Era el último mes de cursado del último año en la Universidad, que por cierto nunca terminé. Bajaba las escaleras pensando en que no llegaría a buscar unos apuntes a la fotocopiadora, cuando un amigo de la adolescencia tropezó conmigo. No le pegunté qué hacía allí. No era su lugar habitual. Tampoco me dio tiempo. A segundos del saludo lanzó la pregunta: ¿Quién es esa chica? Recuerdo que me reí, por dos motivos. Uno: estaba lleno de chicas. Y dos: el flaco estaba a punto de casarse con una mujer más que linda e interesante.
Cuando me la señaló, descubrí que había puesto sus ojos en alguien a quien efectivamente yo conocía. Entonces develé su incógnita. "Dale, dale, presentámela". En lugar de hacerlo, me transformé en la jueza del caso. Cómo iba a hacer algo así, si él estaba a punto de pisar el altar. Si la mujer a la que miraba estaba casada. Si conocía a sus respetivas parejas.
Busqué diez mil formas de negarme. Y lo hice. Pero quién era yo para impedir la concreción de un deseo.

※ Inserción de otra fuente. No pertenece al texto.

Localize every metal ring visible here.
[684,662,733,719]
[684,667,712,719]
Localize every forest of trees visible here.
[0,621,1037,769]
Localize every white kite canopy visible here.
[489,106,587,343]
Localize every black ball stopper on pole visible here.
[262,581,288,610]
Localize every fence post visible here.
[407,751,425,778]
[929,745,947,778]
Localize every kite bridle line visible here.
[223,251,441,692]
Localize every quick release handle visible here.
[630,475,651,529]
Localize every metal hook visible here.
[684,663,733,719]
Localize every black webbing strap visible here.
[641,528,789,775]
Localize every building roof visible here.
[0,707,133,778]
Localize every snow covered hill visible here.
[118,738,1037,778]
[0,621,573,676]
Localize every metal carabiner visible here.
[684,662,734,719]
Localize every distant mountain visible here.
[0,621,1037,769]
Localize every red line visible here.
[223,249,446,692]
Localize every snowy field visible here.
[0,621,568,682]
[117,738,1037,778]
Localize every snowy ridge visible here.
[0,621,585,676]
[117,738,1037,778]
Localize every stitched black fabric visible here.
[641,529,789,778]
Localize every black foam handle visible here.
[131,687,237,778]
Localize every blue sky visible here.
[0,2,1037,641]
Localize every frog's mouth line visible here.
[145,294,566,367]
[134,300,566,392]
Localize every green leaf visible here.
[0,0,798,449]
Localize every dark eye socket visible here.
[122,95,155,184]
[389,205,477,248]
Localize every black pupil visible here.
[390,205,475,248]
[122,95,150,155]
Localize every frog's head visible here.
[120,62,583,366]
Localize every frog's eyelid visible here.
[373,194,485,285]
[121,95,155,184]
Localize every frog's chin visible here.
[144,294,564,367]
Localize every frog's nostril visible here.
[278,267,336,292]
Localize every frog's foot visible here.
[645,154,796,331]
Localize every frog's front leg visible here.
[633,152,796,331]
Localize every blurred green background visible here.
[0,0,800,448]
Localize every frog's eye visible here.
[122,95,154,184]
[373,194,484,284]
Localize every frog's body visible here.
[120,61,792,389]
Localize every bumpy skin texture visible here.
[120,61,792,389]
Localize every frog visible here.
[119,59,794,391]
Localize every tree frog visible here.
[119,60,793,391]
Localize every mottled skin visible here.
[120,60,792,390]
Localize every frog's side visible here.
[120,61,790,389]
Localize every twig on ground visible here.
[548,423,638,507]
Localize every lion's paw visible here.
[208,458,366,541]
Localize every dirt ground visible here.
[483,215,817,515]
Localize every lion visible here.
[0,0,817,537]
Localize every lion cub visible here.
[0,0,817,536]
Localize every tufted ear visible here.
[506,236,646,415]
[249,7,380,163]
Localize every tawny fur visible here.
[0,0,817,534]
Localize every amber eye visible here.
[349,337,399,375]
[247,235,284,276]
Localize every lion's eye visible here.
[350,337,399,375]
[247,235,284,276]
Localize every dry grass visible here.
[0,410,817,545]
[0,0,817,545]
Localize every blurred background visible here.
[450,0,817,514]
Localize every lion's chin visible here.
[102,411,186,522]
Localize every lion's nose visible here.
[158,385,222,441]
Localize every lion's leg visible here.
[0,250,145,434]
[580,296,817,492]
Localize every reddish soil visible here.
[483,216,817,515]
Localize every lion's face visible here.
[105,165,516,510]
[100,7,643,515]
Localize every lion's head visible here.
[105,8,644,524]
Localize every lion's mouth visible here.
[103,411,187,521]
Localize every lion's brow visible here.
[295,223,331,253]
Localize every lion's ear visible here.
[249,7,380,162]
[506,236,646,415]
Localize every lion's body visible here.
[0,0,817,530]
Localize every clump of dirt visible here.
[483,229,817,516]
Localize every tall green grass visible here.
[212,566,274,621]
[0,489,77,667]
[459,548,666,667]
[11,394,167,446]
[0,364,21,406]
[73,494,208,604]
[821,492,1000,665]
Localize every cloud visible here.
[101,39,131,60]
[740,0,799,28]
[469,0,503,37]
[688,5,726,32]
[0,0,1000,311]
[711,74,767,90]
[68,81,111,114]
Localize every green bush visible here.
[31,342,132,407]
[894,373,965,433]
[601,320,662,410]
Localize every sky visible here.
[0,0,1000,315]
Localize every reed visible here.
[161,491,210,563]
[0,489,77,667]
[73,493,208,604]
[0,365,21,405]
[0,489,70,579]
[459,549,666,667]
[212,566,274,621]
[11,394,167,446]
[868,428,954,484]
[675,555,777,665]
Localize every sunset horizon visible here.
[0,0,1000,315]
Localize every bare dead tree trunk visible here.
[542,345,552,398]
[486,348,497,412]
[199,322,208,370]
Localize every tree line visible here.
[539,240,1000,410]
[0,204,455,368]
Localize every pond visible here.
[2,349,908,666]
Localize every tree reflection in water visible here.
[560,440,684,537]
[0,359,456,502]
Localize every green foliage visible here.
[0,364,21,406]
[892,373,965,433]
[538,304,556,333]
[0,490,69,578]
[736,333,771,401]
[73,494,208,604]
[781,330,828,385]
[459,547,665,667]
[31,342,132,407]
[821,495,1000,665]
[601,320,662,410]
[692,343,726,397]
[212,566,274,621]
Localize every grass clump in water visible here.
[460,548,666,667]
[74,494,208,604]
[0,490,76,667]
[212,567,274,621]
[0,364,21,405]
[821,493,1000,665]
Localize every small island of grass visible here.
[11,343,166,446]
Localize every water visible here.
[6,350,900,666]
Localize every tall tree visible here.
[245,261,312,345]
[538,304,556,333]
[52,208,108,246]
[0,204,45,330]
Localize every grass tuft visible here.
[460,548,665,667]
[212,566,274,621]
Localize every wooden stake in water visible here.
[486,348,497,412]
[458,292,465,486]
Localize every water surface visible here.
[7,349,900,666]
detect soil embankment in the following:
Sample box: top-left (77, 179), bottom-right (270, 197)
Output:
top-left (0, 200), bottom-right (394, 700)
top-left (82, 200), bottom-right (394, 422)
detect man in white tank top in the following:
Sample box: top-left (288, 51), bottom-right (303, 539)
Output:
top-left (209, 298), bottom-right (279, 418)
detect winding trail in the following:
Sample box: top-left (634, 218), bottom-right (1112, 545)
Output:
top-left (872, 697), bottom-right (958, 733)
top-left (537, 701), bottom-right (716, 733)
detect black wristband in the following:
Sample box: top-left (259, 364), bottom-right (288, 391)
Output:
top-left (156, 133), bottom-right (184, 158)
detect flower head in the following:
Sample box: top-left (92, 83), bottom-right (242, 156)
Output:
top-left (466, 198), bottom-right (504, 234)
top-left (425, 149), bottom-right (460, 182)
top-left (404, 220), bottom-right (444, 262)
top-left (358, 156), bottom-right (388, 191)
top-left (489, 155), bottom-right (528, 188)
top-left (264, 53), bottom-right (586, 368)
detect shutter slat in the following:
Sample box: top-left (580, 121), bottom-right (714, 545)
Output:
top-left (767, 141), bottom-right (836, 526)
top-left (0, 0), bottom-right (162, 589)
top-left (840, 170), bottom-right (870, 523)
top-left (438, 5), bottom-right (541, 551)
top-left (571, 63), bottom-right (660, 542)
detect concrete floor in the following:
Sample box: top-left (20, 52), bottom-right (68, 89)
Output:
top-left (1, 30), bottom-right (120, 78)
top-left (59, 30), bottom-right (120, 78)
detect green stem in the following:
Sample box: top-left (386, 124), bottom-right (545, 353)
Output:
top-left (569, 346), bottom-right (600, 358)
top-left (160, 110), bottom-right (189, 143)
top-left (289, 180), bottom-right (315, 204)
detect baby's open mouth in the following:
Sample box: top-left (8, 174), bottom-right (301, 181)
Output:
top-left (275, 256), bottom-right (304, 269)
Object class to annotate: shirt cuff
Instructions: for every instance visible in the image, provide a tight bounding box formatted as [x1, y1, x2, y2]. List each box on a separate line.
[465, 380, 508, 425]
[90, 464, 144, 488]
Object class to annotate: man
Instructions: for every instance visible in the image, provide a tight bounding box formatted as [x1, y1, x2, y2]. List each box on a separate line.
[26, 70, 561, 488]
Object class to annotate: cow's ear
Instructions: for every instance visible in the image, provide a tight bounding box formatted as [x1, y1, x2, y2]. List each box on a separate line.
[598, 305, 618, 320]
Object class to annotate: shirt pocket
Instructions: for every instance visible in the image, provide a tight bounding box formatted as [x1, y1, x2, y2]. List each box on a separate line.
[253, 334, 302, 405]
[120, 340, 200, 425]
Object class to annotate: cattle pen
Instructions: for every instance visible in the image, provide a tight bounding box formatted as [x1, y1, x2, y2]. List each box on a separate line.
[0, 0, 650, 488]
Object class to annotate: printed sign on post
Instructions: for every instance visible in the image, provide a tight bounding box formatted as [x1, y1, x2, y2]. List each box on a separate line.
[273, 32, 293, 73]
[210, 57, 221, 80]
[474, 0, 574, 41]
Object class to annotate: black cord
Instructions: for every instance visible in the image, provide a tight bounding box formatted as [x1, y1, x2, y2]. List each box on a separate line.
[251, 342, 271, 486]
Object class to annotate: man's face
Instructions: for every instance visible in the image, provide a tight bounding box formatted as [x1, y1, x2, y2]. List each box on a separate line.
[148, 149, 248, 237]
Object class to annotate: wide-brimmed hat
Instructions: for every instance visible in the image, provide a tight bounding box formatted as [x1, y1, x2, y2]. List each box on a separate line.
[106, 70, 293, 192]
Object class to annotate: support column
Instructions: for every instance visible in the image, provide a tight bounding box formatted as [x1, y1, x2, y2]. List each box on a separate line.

De no verlo en años, pasé a cruzármelo a diario y siempre con el "dale, dale...". Después de varias cansadoras jornadas, con aquel amigo torturándome el oído, opté por dejar de ser la idiota que pensaba en consecuencias y verdades. Simplemente, sin emitir sentimientos ni pensamientos, decidí dar mi sentencia: "Arreglátelas vos". Estaba más que claro, ¿quién era yo para impedir o cumplir un deseo?